Les élèves dont le nom été appelé s'asseyaient sur un petit tabouret pendant que la professeur McDonagall posait le Choixpeau sur leur tête. Celui ci remuer ce qui lui servait de bouche sans pour autant qu'un mot ne soit prononcer, jusqu'à qu'une maison soit attribué à l'élève. Chaque nouvelle répartition s'accompagnait d'applaudissements et de félicitations. Les griffondors étaient bien plus expressifs que les autres maisons en accueillant leur nouvelle recrue dans un vacarme sans nom.
Mon nom fut alors prononcé, me sortant de mes pensées. Sur mon passage les chuchotements se firent de plus en plus forts et de plus en plus agaçant. Je m'assis sur la chaise, réluctant à l'idée d'avoir la chose posée sur ma tête. Mais une fois que cela fût fait, je pus entendre sa voix résonner à l'intérieur de mon crâne, d'une façon différente de Mort.
#Et bien, et bien, qui avons nous là. Mais n'est-ce pas Mr Potter en personne?# Question rhétorique pensais je sombrement. #Que vois je, que vois je, a vrai pas grand chose, que de sombres barrières que vous avez là, jeune homme !#
#Je ne vois pas de quoi vous parlez # répondis-je prudemment.
#Laisse moi entrer, laisse moi voir, ouvres moi ton esprit#
#Non#
Un rire gras résonna dans ma tête, me faisant sentir mal à l'aise.
#Très bien, gamin, je ne peux t'obliger à rien mais d'après le peu que j'ai pu voir tu feras un très bon...#
-"SERPENTARD !"
Un lourd silence suivit sa déclaration, l'étonnement de me voir répartir dans la maison des verts et argents était sur tout les visages.
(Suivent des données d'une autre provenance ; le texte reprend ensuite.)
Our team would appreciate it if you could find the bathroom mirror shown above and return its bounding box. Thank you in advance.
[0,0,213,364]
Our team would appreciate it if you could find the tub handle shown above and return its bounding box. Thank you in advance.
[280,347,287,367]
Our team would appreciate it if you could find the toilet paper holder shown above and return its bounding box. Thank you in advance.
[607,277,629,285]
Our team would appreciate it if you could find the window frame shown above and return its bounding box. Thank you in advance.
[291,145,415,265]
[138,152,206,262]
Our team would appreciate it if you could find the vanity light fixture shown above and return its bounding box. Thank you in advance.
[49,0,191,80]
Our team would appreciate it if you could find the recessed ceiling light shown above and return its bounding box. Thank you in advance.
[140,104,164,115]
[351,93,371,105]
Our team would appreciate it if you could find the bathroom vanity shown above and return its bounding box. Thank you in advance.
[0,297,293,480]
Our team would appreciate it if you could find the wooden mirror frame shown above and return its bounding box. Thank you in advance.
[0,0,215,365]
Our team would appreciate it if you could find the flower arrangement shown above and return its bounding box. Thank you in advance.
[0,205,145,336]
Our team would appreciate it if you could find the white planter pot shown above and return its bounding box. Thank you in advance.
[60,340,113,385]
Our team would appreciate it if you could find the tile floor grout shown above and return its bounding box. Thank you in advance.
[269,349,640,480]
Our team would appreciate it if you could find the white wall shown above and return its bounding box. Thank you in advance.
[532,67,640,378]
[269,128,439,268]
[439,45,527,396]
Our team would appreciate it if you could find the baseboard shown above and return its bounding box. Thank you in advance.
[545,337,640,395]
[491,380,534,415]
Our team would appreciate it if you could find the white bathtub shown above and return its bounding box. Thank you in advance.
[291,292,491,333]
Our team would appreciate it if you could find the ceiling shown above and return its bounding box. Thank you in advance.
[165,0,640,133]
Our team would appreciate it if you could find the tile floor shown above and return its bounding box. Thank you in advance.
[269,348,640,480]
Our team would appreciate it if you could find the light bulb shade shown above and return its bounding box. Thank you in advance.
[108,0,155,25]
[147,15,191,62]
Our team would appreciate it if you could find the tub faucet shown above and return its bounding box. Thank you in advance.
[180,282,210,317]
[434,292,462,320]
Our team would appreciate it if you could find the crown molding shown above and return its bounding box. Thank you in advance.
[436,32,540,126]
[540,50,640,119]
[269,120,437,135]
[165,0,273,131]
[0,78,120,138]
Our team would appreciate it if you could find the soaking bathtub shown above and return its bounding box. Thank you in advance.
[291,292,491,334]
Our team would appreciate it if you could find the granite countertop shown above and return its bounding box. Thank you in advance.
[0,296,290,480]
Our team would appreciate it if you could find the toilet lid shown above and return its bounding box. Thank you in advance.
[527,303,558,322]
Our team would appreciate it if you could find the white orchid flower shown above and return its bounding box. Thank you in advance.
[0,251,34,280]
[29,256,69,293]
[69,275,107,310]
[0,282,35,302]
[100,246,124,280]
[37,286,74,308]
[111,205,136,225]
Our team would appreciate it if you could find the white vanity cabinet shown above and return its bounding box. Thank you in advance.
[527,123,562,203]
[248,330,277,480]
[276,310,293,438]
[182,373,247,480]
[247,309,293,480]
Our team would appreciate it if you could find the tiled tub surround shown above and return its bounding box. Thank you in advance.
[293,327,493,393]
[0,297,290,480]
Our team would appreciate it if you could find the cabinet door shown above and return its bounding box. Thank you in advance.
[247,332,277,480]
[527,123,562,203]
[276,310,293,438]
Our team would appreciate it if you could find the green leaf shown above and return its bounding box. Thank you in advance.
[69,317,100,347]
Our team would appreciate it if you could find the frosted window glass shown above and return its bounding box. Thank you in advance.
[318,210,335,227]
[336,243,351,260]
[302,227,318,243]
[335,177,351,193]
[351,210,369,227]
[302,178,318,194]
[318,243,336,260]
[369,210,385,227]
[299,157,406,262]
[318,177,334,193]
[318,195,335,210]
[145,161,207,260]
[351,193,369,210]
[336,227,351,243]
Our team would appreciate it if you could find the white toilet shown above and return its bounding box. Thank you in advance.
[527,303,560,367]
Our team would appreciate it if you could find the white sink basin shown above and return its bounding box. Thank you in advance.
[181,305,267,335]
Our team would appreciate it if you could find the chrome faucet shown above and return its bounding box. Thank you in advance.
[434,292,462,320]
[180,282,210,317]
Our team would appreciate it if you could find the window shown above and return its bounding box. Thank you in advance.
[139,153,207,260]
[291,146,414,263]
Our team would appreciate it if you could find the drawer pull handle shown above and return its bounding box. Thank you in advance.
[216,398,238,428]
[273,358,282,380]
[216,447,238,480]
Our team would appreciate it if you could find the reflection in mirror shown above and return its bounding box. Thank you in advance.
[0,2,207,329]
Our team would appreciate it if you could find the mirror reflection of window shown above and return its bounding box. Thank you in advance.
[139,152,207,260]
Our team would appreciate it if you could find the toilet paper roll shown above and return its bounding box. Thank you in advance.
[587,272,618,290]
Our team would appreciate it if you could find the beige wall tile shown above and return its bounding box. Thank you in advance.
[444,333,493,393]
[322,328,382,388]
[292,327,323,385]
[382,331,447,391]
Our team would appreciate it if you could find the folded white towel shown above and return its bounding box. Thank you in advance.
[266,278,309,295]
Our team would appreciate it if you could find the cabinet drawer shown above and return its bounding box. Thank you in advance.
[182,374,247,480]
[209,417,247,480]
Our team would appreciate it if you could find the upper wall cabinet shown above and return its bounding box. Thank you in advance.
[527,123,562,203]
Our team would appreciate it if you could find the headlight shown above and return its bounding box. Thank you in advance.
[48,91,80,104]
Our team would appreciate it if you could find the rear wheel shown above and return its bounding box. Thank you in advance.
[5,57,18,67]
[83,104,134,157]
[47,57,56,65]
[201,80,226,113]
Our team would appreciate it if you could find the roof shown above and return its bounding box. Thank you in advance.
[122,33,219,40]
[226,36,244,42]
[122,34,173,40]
Puis de faibles applaudissements hésitants se firent entendre, presque couvert par les murmures qui se propageaient d'un bout à l'autre de la salle. N'en tenant pas compte je me dirigea vers ma nouvelle table, Nox sur les talons. Je m'assit à côté du blond du train, qui me lança avec un sourire :
-"Je savais que tu serais des nôtre, Potter!"
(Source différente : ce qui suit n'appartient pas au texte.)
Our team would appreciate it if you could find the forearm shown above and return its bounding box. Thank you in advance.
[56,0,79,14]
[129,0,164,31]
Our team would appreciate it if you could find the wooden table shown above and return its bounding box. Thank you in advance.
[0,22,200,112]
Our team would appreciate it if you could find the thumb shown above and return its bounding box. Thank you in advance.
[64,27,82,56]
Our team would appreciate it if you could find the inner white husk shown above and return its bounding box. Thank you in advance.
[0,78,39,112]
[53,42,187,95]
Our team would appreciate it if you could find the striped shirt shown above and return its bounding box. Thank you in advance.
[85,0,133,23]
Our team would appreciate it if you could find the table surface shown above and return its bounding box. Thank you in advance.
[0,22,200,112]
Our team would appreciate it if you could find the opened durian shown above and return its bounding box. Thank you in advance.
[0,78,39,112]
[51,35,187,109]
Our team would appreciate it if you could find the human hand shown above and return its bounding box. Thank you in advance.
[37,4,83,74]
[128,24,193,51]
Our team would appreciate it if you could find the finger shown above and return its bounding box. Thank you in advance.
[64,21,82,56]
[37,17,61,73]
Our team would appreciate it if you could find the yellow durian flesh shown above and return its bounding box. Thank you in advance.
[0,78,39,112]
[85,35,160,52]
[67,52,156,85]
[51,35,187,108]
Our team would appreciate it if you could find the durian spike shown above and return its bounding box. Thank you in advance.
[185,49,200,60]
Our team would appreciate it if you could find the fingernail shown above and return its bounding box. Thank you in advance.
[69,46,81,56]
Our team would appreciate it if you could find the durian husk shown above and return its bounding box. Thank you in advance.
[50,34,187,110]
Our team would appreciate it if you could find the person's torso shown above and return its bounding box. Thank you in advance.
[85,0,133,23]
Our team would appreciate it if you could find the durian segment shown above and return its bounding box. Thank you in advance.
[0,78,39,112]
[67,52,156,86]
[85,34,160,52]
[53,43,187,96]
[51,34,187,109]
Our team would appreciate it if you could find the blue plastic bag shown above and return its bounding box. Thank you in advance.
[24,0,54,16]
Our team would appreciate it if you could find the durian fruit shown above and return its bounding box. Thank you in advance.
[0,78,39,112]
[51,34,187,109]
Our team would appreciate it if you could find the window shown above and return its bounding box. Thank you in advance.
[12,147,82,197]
Je ne répondis pas, pas plus que j'écouta le reste de la répartition ainsi que le discours et les avertissements du Directeur. Le repas se passa sans plus de heurtes, juste quelques dévisagements exaspérants. Le blond, qui je l'appris s'appelait Draco Malfoy, faisait la conversation pour nous deux, ne s'offusquant d'aucune manière du manque de réponse de ma part.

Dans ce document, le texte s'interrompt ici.